On Monday, I start teaching what should be the last live class I teach until Fall 2025, a statistics class for computer science, robotics, and engineering students. Of course, me being who I am, there will be card counting and poker theory woven into some of the lessons. Hey, if you’re not having fun doing math, then you’re doing it wrong!
And then about 8 days after that, give or take, the decision about my sabbatical is due. I strongly suspect I’ll be given the full-year sabbatical I asked for, but it’s not a lock until I see it in writing from the provost.
My writing and editing are going well. I finished the fifth draft of Blood Game and have a handful of queries out there for it. Might sent forth another dozen or so over the next month if I don’t receive interest soon. But mostly I’m focusing on Crying Call, a.k.a. Book 2 in the series, which the beta readers tell me is much stronger.
I am a “plotter” to the extreme. I do an immense amount of research before I ever start outlining, and then I spend several months fine-tuning a very detailed outline, making sure every bit of science is correct, every plot point makes sense, is in the right order, and makes the appropriate references to past story or foreshadowing of future story.
It’s all connected, all planned. The outline of my first book was 28K words, more like a Draft Zero. My outline of Book 2 was only 15K words. Maybe that’s a sign I’ve learned to trust myself a little more with the flow of a book. It’s definitely not a sign I’m turning into a “plotzer” or “pantser.” Nuh uh, bro. Never gonna happen. I don’t write Word One of my first draft until the outline is solid. Realism and authenticity are very important to me.

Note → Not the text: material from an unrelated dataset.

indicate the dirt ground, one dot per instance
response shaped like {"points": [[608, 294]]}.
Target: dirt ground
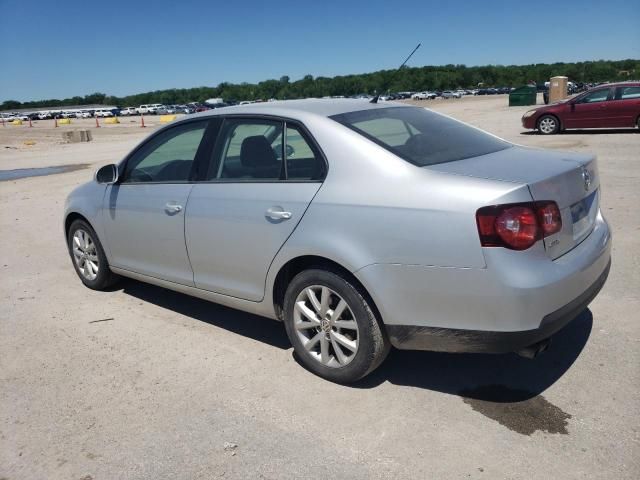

I have an approach to writing and editing that I suspect is different from a lot of writers. When I finish the first draft, I set the manuscript aside for two months while some beta readers check it out — nothing so unusual about that. But when I finally get back to it, that’s where my approach gets strange.
The first thing I do when it’s time to get back to work is to print the manuscript out, triple-spaced, and write down every bit of beta-reader feedback in the margins. I read through it all several times, and then make a very slow and methodical pass through the entire book to see how many suggestions make sense and are incorporable. This is pretty much the only structural editing I need, because of how precisely I structure everything the first time, in the outline.
In that same pass through, I also have a checklist of things I want every chapter to have, at least where possible. Good opening line, good closing line. Descriptions involving as many of the senses as possible. The raising of questions, and the answering of previous questions. Conflict. Emotion. Action. A whole pageful of boxes to check. Few chapters check every box, but every chapter has to check a lot of them or repairs are in order.
I’m nearly finished with that process for Crying Call — I expect to be one this week-end, or early next week. That’s the second draft.
I then immediately start working on the third draft, which is a different process. For that round of editing, I go through the text line-by-line addressing common writing issues. Reducing passive language. Avoiding excessive “I” statements (because I write first person). Tightening the prose, as in “don’t use twelve words when eight will do.” Changing out words to improve the rhythm and flow of the words as they’re read. And, of course, fixing typos and misspellings. That takes a week or two, and that’s the third draft.
I queried Blood Game with the third draft, and I’ll probably do the same with Crying Call. By no means do I believe the third draft is good enough to publish — I’m on the fifth for Blood Game, and I expect to do a few more edits before I self-publish, or if it gets picked up by a publisher, then probably much more editing than that.
Editing is where the good turns into the great. I think of it like painting. The outline is like the pencil marks on a canvas that guide you. The first draft is putting a picture down with broad brushes. And with each draft beyond the first, the brushes get smaller and finer, and the picture becomes clearer, more vivid, and more beautiful.
So I’ll be finished with a query-worthy draft of Crying Call by the end of January, hopefully. I’ll probably send it one week in advance to one particular agent who had kind words and good feedback on Blood Game before ultimately passing. Call it professional courtesy. And then I’ll start querying other agents as one normally does.
By the end of this year, I’ll have signed with a publisher, or I’ll have a solid self-publishing plan going forward. This is the year it happens, one way or the other. And that’s a good feeling.